My Sept. 13 commentary related how Wladek and Mabel Wagner — who eventually lived for several years in Trellis Bay — had discovered she was pregnant and abandoned the voyage to Australia upon which they had set out in August 1948. The trip was intended to follow up his global voyage, which had lasted from July 8, 1932, until Sept. 2, 1939.
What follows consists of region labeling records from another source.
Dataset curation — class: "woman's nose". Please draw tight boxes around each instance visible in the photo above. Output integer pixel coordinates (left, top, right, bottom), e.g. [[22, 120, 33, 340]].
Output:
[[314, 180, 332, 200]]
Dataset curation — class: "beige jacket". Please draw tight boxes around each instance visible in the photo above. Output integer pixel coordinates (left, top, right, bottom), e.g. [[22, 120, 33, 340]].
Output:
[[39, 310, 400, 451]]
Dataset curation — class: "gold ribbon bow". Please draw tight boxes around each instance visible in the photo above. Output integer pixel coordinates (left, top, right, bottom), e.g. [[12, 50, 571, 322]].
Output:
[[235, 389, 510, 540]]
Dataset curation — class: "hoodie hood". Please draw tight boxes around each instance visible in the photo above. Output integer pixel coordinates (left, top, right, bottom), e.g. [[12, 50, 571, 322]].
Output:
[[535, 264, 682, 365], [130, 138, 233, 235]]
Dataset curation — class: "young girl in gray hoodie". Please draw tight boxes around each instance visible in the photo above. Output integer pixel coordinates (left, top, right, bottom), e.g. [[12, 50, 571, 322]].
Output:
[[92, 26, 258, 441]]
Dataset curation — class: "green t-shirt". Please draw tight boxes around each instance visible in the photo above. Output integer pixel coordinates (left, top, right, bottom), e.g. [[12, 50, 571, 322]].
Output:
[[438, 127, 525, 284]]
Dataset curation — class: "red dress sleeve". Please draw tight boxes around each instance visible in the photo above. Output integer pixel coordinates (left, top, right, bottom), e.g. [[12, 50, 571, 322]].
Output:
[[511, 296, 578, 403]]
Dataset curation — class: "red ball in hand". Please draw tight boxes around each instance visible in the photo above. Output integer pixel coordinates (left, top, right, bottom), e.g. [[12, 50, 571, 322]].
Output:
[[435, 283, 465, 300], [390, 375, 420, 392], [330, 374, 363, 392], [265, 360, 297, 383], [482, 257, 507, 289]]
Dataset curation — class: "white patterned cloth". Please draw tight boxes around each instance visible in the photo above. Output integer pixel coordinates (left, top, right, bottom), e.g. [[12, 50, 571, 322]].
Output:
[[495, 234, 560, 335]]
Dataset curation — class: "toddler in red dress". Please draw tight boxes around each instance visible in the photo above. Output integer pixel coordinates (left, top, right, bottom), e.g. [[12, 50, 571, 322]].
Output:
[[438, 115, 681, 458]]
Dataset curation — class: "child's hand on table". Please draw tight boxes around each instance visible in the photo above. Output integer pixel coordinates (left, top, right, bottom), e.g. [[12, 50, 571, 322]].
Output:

Mr. Wagner had been inspired while still at high school to make his epic voyage after reading Joshua Slocum’s Sailing Alone Around the World and being taught by veterans of the 1920 Battle for Warsaw in which the Polish army had decisively defeated the Russian revolutionaries who had threatened to capture the reborn nation’s capital.

For years, he had gained the skills and saved up the funds he needed to fulfill his dream, without sharing it with even his closest friends or family. He trained at a sea school and taught himself boatbuilding by trial and error. His friends grew tired of bailing out a small boat whose planks he had sealed with raw tar, so he learnt how to caulk them.

His father built homes for incomers to the new port of Gdynia, and Wladek earned the fees from small projects that had to be approved by the planning authorities.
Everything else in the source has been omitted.